Nanostructured ZnO Thin Film Transistor Biosensor with High Sensitivity and Selectivity

Sensitive and selective detection of EGFR in serum. (a) Drain current vs. gate bias plot. (b) Sensitivity plot of the device for pure EGFR and EGFR in serum detection. (c) Sensor schematic.

Invention Summary:

Various semiconductor devices have been developed for use as biosensors including Ion Sensitive Field Effect Transistors (ISFETs), Organic Field Effect Transistors (OFETs), and nanowire-based FET sensors. However, all of these FET-based devices have drawbacks ranging from high bias voltage, low mobility, low output current, low sensitivity, to complex fabrication processes. Zinc Oxide (ZnO), on the other hand, have been increasingly used as wide band gap semiconductor oxide because of its multifunctional properties. As ZnO and its nanostructures are biocompatible, ZnO–based sensors have been developed to detect biomolecules such as proteins and nucleic acids.

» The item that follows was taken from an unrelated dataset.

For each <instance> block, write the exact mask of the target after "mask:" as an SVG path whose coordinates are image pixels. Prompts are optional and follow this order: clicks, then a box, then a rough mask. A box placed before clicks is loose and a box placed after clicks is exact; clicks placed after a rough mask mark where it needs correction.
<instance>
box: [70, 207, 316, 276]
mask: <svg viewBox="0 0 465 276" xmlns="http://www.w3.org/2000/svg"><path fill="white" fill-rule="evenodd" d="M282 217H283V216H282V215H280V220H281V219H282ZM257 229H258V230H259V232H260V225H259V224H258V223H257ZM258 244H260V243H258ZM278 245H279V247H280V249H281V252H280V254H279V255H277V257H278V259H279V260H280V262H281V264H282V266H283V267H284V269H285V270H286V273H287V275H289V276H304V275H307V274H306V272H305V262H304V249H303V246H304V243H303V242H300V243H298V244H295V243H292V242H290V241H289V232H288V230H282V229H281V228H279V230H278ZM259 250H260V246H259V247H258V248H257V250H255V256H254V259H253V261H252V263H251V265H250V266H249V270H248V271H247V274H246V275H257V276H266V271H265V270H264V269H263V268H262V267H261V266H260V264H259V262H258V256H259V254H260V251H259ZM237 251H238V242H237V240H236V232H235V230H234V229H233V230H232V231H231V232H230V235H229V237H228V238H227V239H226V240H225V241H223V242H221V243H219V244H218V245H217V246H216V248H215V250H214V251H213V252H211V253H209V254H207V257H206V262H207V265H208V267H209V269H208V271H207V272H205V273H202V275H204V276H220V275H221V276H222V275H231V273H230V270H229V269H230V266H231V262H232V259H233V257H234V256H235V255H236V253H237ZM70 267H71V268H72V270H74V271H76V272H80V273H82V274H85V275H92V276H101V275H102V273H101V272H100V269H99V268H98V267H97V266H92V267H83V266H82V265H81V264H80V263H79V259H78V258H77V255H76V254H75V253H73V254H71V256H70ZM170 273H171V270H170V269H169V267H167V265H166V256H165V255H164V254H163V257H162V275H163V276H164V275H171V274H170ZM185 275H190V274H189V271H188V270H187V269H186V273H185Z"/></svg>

Researchers at Rutgers University have developed a novel biosensor built on the ZnO thin film transistor (TFT) technology with integrated ZnO nanostructures. The surface of the ZnO TFT is biofuntionalized with a bio-functional linker layer having affinities for specific biomarkers (for example, m-abs-EGFR to EGFR-protein initial demonstration). Detection of the presence of a biomarker can be achieved by channel carrier modulation via pseudo double-gating field effect caused by the antibody-mediated capturing of the biomarker on the surface of the biosensor. The presence of ZnO nanostructures facilitates the control of the morphology and wettability, as well as biochemical functionalization of the sensing surface, which ultimately results in enhanced sensitivity and selectivity (10 fM achieved for EGFR) with significant reduction in analyte intake. The developed biosensor could be used commercially as a low cost, disposable, research/diagnostic device. Further development of the sensor will include (i) doped -nanostructure-modified sensing surface to enhance biofunctionalization; (ii) new linker layers to enhance the selectivity; (iii) an arrayed and reconfigurable device architecture for high throughput biochemical sensing and drug screening. Depending on the functionalized groups attached to the surface ZnO nanostructures, this technology could also be used for other specific biosensing and testing applications.

Market Application:

The technology can be integrated with microfluidics and signal processing circuitry to form Sensor-on-a-Chip suitable for diagnostic and research in drug development, assay technology and cancer pharmacology.


  • High sensitivity & selectivity at low cost
  • Multimodal operation
  • Rapid and high throughput sensing

Intellectual Property & Development Status:

US patent 9,064,965. Available for licensing and/or research collaboration.